In principle, they could contain any sort of songs – secular, religious, folk songs or newly written – but the most popular variety were tragic stories of death and broken hearts. Hence, in Swedish, this genre of music has become known as "Shilling Sheets" and most people still know snippets of them  You might say they're part of our pop culture heritage every bit as much as ABBA or Stieg Larsson.
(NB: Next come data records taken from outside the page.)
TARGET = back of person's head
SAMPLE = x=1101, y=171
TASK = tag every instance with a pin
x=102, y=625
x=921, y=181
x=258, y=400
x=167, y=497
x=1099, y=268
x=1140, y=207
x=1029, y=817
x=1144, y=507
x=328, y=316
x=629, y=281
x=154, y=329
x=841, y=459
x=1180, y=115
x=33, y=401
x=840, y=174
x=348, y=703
One of the most famous shilling sheet songs is Elvira Madigan, written in 1889 by Johan Lindström Saxon about the tragic elopement of tightrope dancer Elvira Madigan and Lieutenant Count Sixten Sparre that I have written about before on this blog. Another example of a well-known shilling sheet song is Amanda and Herman. It tells the story of  fair Amanda who is let down by the faithless Herman and seeks her death in the waves (women betrayed by faithless men is one of the most popular themes in these songs for some reason). It's been recorded many, many times and I found this lovely version uploaded to YouTube by the talented Elina Järventaus Johansson:

 
Quite often shilling sheet songs are translations of foreign poems or songs - like Lejonbruden (The Lion's Bride) about a lion tamer's daughter who is tragically killed by the lion she loves, which was originally written in German by Adelbert von Chamisso (it can be read in original German and English translation here and you can listen to it in Swedish on YouTube).
 
As adults, we tend to laugh at the unbridled sentimentality of these songs, but most children still find them hauntingly fascinating and heartbreakingly sad. During my childhood, me and my friends would beg my mother to sing them to us over and over, and we cried and cried – for some reason singing them ourselves was not the same thing at all. We didn't want control, we wanted the tragedy to sweep over us with purposeful and unrelenting force.
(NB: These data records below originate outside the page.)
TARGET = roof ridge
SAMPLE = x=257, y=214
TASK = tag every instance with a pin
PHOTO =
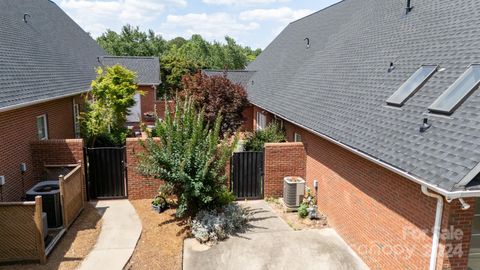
x=139, y=57
x=229, y=70
x=334, y=4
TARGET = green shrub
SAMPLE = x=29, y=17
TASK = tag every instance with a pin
x=302, y=210
x=190, y=158
x=272, y=133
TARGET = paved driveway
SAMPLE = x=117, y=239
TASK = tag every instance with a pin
x=272, y=244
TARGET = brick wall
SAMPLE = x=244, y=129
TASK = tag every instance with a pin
x=456, y=246
x=384, y=217
x=138, y=187
x=18, y=128
x=281, y=160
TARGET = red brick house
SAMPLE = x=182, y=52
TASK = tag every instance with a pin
x=46, y=63
x=384, y=98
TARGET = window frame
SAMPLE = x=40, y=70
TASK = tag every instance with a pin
x=390, y=101
x=76, y=119
x=261, y=122
x=451, y=89
x=45, y=127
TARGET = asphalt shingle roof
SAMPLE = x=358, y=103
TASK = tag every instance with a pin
x=147, y=68
x=49, y=56
x=241, y=77
x=339, y=85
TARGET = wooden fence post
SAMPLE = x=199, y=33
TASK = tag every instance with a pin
x=39, y=223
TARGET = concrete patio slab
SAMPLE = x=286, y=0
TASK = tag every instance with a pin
x=271, y=245
x=121, y=229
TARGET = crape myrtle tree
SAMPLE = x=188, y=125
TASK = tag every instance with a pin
x=178, y=56
x=190, y=156
x=108, y=103
x=217, y=94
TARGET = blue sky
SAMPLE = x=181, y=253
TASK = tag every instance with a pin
x=251, y=22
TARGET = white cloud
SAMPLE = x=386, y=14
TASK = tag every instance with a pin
x=212, y=26
x=96, y=16
x=283, y=14
x=242, y=2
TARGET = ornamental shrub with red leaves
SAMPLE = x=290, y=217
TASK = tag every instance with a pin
x=217, y=94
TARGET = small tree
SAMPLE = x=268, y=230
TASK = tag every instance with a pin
x=217, y=94
x=190, y=158
x=272, y=133
x=112, y=94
Why, one might debate. Personally, I think there is something about vicarious suffering that appeals to all people, and while we may think ourselves conditioned to prefer the less melodramatic forms of storytelling that our modern culture celebrates, let us not be fooled. What is the movie Titanic, really, but one long film-version of what would have made an excellent shilling sheet song?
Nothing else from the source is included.